Далее мы все время встречаемся с тем же принципом изложения. Иной раз целый большой кусок речи автора весь окрашивается в тон внутреннего монолога Пискарева. Таково, например, размышление о возлюбленной Пискарева; это — печальные мысли автора о гибели прекрасного в дурном мире; и это же — страстный монолог Пискарева с его усилительной романтической стилистикой, его любовь, его мечты о счастье, его отчаяние перед невозможностью счастья: «Она бы составила неоцененный перл, весь мир, весь рай, все богатство страстного супруга; она была бы прекрасной тихой звездой в незаметном семейном кругу и одним движением прекрасных уст своих давала бы сладкие приказания… — но, увы! она была какою-то ужасною волею адского духа, жаждущего разрушить гармонию жизни, брошена с хохотом в его пучину». И ниже — не раз возгласы вроде: «… встретилась с глазами Пискарева. О, какое небо! какой рай! дай силы, создатель, перенести это!..» Или: «Так это он спал! Боже, какой сон! И зачем было просыпаться?» и т. д.

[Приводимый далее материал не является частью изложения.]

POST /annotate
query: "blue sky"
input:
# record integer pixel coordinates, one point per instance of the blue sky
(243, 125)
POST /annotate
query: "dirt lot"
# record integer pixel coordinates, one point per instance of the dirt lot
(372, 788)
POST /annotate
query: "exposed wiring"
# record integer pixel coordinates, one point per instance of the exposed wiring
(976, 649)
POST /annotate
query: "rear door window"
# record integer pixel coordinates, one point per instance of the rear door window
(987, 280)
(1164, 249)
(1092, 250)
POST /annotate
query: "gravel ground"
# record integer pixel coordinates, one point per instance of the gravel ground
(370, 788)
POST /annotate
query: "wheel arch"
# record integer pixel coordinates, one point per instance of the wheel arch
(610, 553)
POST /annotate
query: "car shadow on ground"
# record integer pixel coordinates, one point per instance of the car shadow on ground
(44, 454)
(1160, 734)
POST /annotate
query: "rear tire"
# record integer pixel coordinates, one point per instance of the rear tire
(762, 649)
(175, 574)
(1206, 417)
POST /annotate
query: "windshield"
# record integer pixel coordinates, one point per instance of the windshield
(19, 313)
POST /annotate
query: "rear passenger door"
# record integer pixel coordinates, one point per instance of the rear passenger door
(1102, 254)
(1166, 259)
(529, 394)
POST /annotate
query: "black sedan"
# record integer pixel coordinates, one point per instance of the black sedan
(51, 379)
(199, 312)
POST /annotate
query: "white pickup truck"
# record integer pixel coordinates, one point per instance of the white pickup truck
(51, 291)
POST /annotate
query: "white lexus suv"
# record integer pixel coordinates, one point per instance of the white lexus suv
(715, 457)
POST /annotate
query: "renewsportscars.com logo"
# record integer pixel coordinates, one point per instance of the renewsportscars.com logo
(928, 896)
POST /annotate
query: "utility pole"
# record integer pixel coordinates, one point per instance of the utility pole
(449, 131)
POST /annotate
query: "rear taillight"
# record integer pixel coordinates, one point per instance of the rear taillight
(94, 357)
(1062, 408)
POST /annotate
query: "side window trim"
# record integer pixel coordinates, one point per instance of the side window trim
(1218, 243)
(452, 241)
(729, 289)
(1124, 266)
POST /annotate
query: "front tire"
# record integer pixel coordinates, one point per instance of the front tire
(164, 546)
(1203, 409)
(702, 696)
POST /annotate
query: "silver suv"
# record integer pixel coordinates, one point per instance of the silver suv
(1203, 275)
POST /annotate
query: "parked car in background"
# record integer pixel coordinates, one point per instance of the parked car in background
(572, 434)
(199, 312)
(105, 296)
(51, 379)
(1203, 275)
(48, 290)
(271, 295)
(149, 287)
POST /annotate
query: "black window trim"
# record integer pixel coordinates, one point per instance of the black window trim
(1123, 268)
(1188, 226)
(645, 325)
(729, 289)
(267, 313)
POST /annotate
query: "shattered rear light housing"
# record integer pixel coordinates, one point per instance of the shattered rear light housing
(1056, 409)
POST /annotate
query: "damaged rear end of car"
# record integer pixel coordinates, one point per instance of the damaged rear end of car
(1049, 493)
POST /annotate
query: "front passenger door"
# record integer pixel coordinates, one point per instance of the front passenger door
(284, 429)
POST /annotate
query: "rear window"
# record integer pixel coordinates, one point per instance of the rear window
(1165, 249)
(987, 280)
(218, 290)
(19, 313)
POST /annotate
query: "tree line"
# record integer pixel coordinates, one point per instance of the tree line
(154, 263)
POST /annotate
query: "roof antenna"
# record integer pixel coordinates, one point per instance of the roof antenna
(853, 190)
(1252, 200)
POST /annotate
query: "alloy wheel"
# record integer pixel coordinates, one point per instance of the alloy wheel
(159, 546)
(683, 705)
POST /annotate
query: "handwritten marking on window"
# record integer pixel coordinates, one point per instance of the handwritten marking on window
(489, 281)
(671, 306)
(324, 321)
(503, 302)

В конце рассказа о Пискареве это слияние речи автора и внутренней речи героя достигает предела, дойдя до прямой формулы личного обращения героя к героине — в речи автора: «Я была совсем пьяна», прибавила она с улыбкою. О, лучше бы ты была нема и лишена вовсе языка, чем произносить такие речи! Она вдруг показала ему как в панораме всю жизнь ее». Ты — от Пискарева и сочувствующего ему автора, — и опять она.
100
«История моего приятеля Алексея Ивановича Лирова». — «Телескоп», 1834, № 8, стр. 473–474. Подпись: «Х».